Cleo. Those who would call it so, must be strange Protestant Divines.

Hor. I am sure, that some, if not most of them, would think the Remedy
worse than the Disease.

Cleo. Yet there is none equal to it, no Remedy so effectual, either to
cure us of those Evils, and put an entire Stop to, or to hinder and
obstruct the Encrease as well of Atheism and Prophaneness, as of
Popery and Superstition. And I defy all the Powers of Priestcraft to
name such another, a practicable Remedy, of which there is any
Probability, that it would go down or could be made use of in a
clear-sighted Age, and among a knowing People, that have a Sense of
Liberty, and refuse to be Priest-rid.
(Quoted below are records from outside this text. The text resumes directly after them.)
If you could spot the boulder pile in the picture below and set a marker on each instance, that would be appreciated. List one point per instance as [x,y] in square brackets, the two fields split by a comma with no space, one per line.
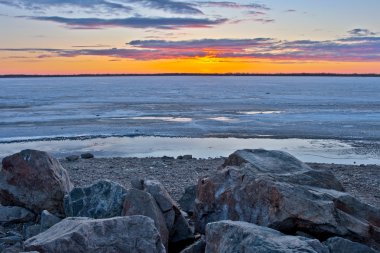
[258,201]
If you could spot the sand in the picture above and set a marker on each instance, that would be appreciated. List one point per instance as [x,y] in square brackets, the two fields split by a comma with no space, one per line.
[361,181]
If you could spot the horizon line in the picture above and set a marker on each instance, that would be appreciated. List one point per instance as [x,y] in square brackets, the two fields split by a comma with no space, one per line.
[193,74]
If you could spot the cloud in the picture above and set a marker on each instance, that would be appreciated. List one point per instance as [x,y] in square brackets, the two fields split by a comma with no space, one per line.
[39,5]
[111,5]
[169,5]
[361,32]
[133,22]
[353,49]
[226,4]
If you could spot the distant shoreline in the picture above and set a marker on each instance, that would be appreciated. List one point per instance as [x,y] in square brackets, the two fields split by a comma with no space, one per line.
[197,74]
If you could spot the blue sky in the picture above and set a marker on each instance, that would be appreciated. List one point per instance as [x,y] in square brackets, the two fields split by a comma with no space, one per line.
[45,31]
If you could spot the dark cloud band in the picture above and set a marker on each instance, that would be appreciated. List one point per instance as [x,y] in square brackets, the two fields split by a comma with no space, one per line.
[133,22]
[349,49]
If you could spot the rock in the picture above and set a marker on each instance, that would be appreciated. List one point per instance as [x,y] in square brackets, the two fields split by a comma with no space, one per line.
[341,245]
[197,247]
[179,229]
[274,189]
[72,158]
[187,157]
[242,237]
[11,238]
[80,234]
[103,199]
[187,201]
[15,214]
[87,156]
[48,220]
[31,230]
[16,248]
[34,180]
[159,193]
[138,202]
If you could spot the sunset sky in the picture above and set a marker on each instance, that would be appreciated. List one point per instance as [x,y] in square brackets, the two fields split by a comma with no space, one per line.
[173,36]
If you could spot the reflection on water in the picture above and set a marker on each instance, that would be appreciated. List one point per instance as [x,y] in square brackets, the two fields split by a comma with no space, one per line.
[326,151]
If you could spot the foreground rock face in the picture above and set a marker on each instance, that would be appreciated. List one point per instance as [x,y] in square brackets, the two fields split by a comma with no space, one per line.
[274,189]
[119,234]
[103,199]
[241,237]
[340,245]
[34,180]
[187,201]
[138,202]
[176,223]
[15,214]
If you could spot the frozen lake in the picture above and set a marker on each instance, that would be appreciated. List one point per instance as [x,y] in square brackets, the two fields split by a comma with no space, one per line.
[191,106]
[317,119]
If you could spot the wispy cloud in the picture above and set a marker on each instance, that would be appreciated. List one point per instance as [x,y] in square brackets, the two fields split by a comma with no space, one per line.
[227,4]
[361,32]
[358,49]
[38,5]
[111,5]
[133,22]
[169,5]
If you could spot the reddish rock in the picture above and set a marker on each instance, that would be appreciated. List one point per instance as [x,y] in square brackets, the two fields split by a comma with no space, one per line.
[274,189]
[34,180]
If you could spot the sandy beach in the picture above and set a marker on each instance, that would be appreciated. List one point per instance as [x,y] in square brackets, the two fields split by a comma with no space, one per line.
[361,181]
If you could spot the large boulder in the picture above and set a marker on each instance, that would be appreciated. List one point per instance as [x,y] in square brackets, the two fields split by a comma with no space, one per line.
[15,214]
[139,202]
[243,237]
[341,245]
[274,189]
[103,199]
[187,201]
[179,229]
[34,180]
[197,247]
[118,234]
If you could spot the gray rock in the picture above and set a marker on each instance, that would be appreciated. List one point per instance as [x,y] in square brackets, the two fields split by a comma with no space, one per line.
[48,220]
[159,193]
[197,247]
[118,234]
[341,245]
[139,202]
[187,157]
[87,156]
[179,229]
[187,201]
[15,214]
[11,239]
[31,230]
[16,248]
[243,237]
[274,189]
[103,199]
[34,180]
[72,158]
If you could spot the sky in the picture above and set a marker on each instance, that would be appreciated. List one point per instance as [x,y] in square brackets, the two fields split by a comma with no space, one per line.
[183,36]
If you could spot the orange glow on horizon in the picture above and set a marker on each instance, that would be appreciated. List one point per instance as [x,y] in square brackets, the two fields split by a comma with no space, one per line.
[206,64]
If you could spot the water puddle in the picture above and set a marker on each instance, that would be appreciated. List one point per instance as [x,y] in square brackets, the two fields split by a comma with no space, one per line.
[324,151]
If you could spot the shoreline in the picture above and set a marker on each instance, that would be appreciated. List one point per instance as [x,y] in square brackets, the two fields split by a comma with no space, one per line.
[308,150]
[361,181]
[216,135]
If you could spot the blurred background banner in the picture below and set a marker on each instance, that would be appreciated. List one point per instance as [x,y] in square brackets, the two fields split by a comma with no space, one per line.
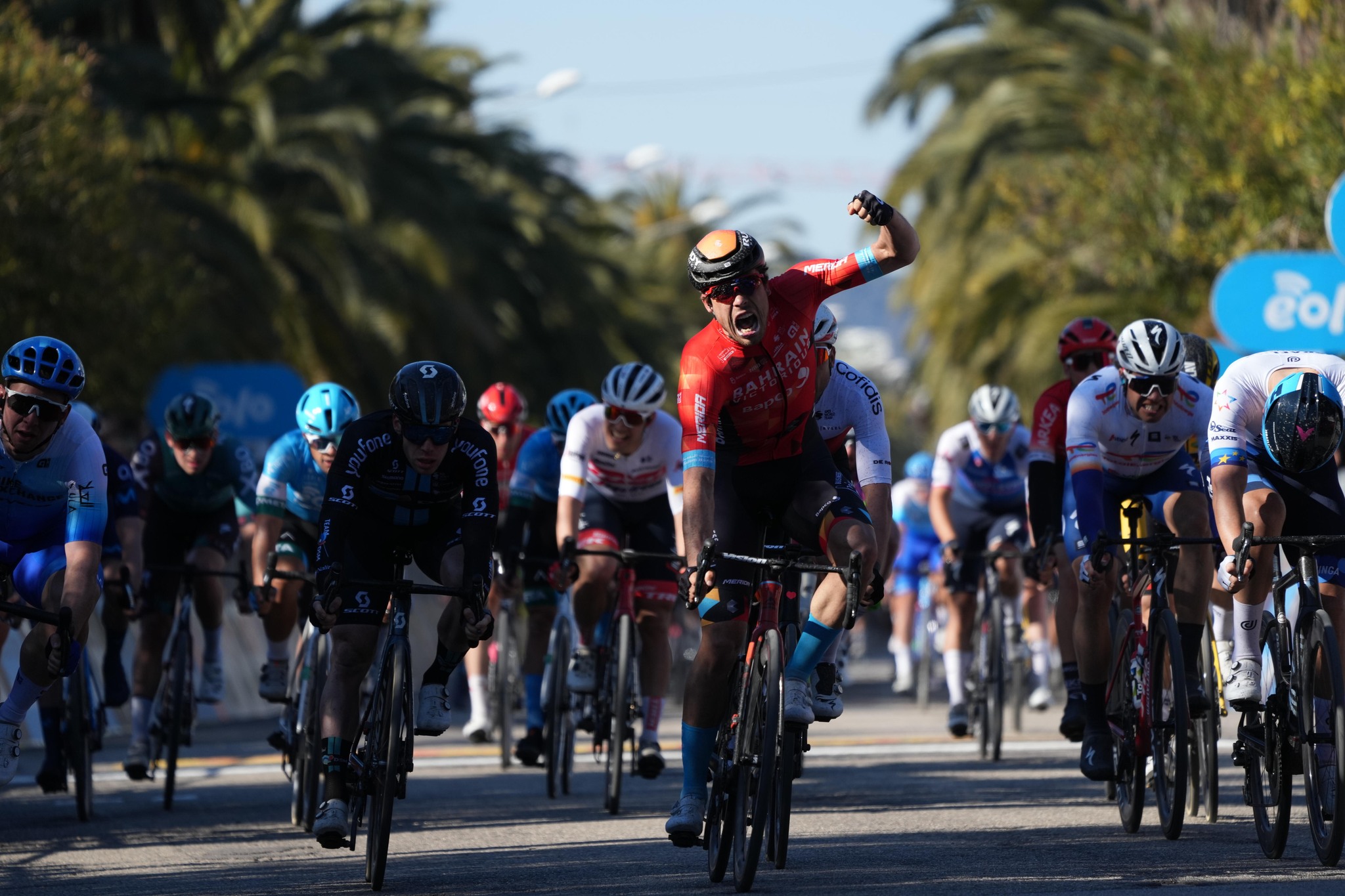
[1282,300]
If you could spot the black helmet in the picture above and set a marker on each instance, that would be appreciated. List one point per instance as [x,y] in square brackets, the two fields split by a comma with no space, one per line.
[1302,423]
[428,394]
[1201,362]
[191,417]
[722,255]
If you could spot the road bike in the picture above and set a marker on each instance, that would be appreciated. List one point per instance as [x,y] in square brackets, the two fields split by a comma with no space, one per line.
[751,761]
[173,715]
[382,754]
[1300,729]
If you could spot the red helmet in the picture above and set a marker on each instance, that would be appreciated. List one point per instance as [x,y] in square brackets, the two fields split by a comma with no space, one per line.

It is amazing, that so many fine
Writers among the Clergy, so many Men of Parts and Erudition should
seem very earnestly to enquire into the Causes of Libertinism and
Infidelity, and never think on their own Conduct.

Hor. But they'll tell you, that you make the Doctrine of the Gospel
stricter than it really is; and I think so too; and that you take
several Things literally, that ought to be figuratively understood.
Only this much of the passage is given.